Manually Execute Pipeline#
This section shows each of the commands to run the ancestry prediction pipeline manually. You can run each step of the pipeline from the Singularity image downloaded in the Installation section which should help standardize execution of this pipeline across different computing systems.
Note
If you have multiple pools and/or multiple individuals in each pool, you will need to update the output directories to reflect this and parallelize accross each of these combinations (following bam subsetting if you multiplexed multiple individuals in a pool). The snakemake pipeline is designed to automatically parallelize these jobs and monitor the state of each job so we highly recommend leveraging the pipeline if you can do so with your data.
The general steps are:
Divide Bam File by Individual Optional
Index Bam File(s) Required
Freebayes SNP Calling Required
Lift hg38 to hg19 Optional
Convert vcf to Plink Required
Identify Common SNPs Between 1000G Data and Your Data Required
PAUSE - send results to Drew Neavin (d.neavin @ garvan.org.au)

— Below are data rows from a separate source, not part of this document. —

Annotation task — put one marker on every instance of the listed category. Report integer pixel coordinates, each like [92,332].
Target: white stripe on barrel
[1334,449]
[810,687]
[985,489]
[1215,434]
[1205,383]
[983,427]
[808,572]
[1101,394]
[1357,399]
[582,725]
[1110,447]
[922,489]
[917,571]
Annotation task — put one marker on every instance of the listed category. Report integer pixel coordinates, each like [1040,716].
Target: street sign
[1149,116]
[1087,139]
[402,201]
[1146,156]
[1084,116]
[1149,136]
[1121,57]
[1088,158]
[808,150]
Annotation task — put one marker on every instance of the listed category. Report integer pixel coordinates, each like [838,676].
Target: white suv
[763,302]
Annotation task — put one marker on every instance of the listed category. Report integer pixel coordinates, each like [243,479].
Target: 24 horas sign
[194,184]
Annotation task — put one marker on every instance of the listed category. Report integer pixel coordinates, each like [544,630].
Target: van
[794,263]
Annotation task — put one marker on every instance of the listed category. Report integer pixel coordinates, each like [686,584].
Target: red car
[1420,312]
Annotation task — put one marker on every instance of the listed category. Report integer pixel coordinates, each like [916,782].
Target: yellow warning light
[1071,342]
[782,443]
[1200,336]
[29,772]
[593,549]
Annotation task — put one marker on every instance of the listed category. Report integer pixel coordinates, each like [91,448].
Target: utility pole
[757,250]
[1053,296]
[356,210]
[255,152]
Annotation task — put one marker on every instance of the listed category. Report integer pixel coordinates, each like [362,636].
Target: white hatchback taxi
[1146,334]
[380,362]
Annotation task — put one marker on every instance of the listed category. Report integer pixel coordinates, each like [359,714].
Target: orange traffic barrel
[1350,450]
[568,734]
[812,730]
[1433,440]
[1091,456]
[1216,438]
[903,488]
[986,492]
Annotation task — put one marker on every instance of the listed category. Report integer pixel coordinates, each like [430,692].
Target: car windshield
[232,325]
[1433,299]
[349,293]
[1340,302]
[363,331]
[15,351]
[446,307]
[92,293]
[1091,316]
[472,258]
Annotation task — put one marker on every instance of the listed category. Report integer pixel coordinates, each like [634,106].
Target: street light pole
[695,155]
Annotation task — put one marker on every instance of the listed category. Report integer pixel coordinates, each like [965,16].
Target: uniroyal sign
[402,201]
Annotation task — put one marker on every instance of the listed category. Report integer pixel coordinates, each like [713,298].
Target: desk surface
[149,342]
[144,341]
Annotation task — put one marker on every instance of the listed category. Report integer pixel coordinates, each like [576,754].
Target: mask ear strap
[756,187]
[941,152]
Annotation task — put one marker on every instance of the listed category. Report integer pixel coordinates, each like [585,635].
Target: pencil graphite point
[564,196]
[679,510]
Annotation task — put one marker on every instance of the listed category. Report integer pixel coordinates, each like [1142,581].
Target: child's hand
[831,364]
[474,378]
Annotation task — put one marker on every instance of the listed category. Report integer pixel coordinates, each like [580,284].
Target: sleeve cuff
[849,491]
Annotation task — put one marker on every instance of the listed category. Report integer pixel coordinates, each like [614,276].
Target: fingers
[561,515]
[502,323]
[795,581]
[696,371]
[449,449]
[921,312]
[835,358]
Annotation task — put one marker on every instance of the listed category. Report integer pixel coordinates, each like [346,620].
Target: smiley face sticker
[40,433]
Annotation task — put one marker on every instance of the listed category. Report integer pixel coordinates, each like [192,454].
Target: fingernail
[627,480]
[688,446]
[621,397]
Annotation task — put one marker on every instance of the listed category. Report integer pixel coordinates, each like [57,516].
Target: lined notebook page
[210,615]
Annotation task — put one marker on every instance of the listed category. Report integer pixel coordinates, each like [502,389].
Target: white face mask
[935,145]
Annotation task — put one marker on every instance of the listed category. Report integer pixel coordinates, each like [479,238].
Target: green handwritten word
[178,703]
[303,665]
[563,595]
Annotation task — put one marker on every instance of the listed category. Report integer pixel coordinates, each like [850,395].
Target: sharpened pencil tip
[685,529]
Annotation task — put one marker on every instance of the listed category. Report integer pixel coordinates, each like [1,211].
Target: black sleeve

Subset Data for Common SNPs Required
Prune the SNPs in LD Required
Filter 1000G SNPs for Pruned SNPs Required
Calculate PCs using 1000G Required
Plot PC Results Required
Setup#
There are a few variables that will be used throughout the example commands which are best to define in a file that you can easily run at each step or source for execution of each step.
$BIND
- the path(s) on your system to bind to singularity when executing commands. By default, Singularity binds just the directory (and downstream dierectory and files) from your current working directory when executing the command. However, if you have some files elsewhere on your system, you can provide a parent directory to the singulairty command to indicate which additional directories to bind. Multiple directories can be included and separated by a comma (i.e. $DIR1,$DIR2)$SIF
- the path to the singularity image downloaded in the Installation section$OUTDIR
- the path to the output directory where all results will be written and saved
BIND = /bind/path
SIF = /path/to/singularity/image/ancestry_prediction_scRNAseq.sif
OUTDIR = /path/to/base/outdir
Steps#
1. Divide Bam File#
Optional
Expected Timing
~15-40 minutes when using 8 threads with 4G each
If you have multiple individuals per capture, you will need to do this step but if you only have one individual in your pool, you do not have to split the bam by individuals and you can proced directly to 2. Index Bam File(s)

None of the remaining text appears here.